Un «présentisme» que déplore Éric Anceau et qui pourrait aboutir, selon toute logique, à effacer les parties de l’histoire non conformes aux considérations actuelles. C’est justement un des reproches adressés aujourd’hui à la pratique venue des États-Unis de la cancel culture. Notre interlocuteur n’exclut pas pour autant de chercher à faire la lumière sur le passé de la France, même le moins glorieux.


Le porte-parole du gouvernement, Gabriel Attal, appelait à regarder l’héritage de Napoléon Bonaparte «les yeux grands ouverts» et «en face, y compris dans ses moments qui ont pu être plus difficiles». Ce sont donc ces «choix qui apparaissent aujourd'hui contestables» qu’il faudrait interroger, ajoutait-il. Une position de raison selon Éric Anceau, qui ajoute néanmoins: «On penche plus, concernant Napoléon, du côté de la lumière que de l’ombre.» Sur les accusations de misogynie, réplique-t-il, «on est en plein dans la décontextualisation».
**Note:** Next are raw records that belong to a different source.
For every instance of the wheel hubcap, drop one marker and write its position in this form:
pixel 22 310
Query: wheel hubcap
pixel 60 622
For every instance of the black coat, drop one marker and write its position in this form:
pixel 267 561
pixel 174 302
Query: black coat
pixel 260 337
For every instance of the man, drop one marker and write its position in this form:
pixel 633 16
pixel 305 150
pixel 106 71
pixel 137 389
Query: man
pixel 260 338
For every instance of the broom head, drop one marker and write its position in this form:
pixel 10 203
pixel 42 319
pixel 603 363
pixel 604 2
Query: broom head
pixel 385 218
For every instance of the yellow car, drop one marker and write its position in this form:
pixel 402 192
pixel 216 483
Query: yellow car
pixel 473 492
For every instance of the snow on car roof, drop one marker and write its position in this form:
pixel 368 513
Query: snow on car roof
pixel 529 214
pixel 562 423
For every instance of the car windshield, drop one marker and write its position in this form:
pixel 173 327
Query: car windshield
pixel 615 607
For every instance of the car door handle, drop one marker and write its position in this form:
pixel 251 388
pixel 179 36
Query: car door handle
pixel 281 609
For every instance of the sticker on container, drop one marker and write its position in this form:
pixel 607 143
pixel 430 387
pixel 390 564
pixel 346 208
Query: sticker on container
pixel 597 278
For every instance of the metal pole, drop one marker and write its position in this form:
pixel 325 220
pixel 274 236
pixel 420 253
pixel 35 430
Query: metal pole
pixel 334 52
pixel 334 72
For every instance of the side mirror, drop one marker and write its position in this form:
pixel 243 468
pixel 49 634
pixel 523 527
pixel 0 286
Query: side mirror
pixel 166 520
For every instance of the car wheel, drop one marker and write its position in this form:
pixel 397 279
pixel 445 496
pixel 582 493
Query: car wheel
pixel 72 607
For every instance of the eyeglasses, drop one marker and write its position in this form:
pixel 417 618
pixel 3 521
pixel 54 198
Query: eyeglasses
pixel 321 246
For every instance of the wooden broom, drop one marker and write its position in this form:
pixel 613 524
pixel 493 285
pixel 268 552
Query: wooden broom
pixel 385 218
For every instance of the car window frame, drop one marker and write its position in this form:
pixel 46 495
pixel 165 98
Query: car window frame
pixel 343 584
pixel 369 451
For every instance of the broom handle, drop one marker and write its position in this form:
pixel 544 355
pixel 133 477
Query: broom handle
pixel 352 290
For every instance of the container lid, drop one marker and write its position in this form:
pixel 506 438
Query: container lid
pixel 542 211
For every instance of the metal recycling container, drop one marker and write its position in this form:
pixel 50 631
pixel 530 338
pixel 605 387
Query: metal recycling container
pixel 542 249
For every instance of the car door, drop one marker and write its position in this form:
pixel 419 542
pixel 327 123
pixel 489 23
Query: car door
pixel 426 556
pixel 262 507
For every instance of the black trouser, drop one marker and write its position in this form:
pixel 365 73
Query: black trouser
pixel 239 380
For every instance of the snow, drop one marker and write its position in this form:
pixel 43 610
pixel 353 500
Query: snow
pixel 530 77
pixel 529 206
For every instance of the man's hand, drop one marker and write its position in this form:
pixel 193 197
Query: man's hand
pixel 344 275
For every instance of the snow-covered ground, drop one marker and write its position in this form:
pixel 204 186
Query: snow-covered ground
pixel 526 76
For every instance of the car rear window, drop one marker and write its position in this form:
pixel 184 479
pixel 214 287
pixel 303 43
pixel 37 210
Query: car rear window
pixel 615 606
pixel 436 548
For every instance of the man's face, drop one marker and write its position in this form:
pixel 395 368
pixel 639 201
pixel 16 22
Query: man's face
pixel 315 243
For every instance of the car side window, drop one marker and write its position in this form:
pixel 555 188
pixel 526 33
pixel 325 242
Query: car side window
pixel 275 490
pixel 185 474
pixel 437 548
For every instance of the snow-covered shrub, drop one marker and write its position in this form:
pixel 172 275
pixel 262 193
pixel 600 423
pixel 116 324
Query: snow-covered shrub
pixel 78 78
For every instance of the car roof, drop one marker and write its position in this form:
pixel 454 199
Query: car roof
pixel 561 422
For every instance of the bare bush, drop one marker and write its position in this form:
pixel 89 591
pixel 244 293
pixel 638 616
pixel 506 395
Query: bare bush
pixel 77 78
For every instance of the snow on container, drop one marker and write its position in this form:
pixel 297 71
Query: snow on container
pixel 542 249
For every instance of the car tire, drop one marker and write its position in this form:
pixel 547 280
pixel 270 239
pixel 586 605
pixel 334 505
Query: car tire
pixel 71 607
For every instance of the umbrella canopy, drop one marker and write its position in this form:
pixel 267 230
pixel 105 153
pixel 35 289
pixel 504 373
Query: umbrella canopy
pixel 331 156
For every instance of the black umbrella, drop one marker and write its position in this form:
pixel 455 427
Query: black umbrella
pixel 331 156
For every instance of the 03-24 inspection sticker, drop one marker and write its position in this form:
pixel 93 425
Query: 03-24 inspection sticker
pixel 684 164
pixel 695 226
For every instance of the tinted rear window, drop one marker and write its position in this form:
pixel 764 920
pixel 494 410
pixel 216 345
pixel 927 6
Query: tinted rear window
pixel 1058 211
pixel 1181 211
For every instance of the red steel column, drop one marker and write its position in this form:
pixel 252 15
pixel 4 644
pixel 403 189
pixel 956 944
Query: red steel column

«Je ne crois pas que Napoléon Bonaparte ait été plus misogyne que la plupart de ses contemporains! Sur le plan juridique, la tutelle de l’époux ne commence à reculer que dans les années 1890», détaille l'historien.

En finir avec le roman national?


Les polémiques autour de Napoléon ne sont pas neuves. Interrogé au micro de France Inter sur la nécessité de commémorer l’empereur, l’historien Pierre Nora jugeait cette polémique «ridicule». «Commémorer Napoléon oui, la Commune, non», lançait l’historien et membre de l'Académie française, ouvrant une nouvelle polémique.





​«Moi, je pense qu’il faut commémorer les deux. Simplement, il faut un regard apaisé, et c’est celui de l’historien», répond Éric Anceau. «Tout mettre sur la table n’exclut pas une commémoration lucide», se défend le maître de conférences, pour qui il convient de se garder des extrêmes. Selon lui, «commémorer ne signifie pas célébrer», mais se remémorer ensemble pour «arriver à un consensus minimal par la vérité et pouvoir faire nation».


«Les appels au déboulonnage de la statue de Colbert n’ont aucun sens, rappelle-t-il. On est dans une relecture de l’histoire à l’aune de la bien-pensance! Or on ne répond pas à la cancel culture par une autre cancel culture impliquant de célébrer les grands personnages en occultant leur part d’ombre.»

Les conflits mémoriels ne cessent de faire l’actualité. Dernier en date, la reconnaissance par le Président de la République de la responsabilité de la France dans la mort d’Ali Boumendjel en 1957.


Une décision qui fait suite à la remise, en janvier 2021, par Benjamin Stora à Emmanuel Macron, d’un rapport pour une «réconciliation mémorielle» entre la France et l’Algérie. Un rapport pour lequel l’historien Éric Anceau se montre plus critique. S’il faut «reconnaître les tortures menées par l’armée française», admet l’historien, cela ne doit pas se faire «en occultant la responsabilité de l’autre camp».

Une montée des conflits mémoriels qui questionne la capacité pour la France à structurer une mémoire collective apaisée. L’abandon du roman national, gommant les imperfections de l’histoire au nom de la cohésion nationale, n’est-il pas risqué à l’heure de la «concurrence mémorielle»? «Je ne crois pas au roman national, mais au récit national», nuance Éric Anceau.


«Le roman national est une lecture partisane des choses et, j’ose le mot, dangereuse. Il faut naviguer entre ces deux écueils que sont le roman national d’une part et la cancel culture de l’autre, et arriver à tracer un chemin en commun», précise-t-il.

Déformer l’histoire pour susciter un élan national a pu se justifier au cours de certaines périodes précises, selon notre intervenant. Lors des débuts de la IIIe République ou à la sortie de la Seconde Guerre mondiale, par exemple. Ce ne serait plus le cas, au risque de «fracturer plus encore ces chapelles et ces mémoires concurrentielles». «La France n’a pas pour autant à rougir de son passé», conclut-il.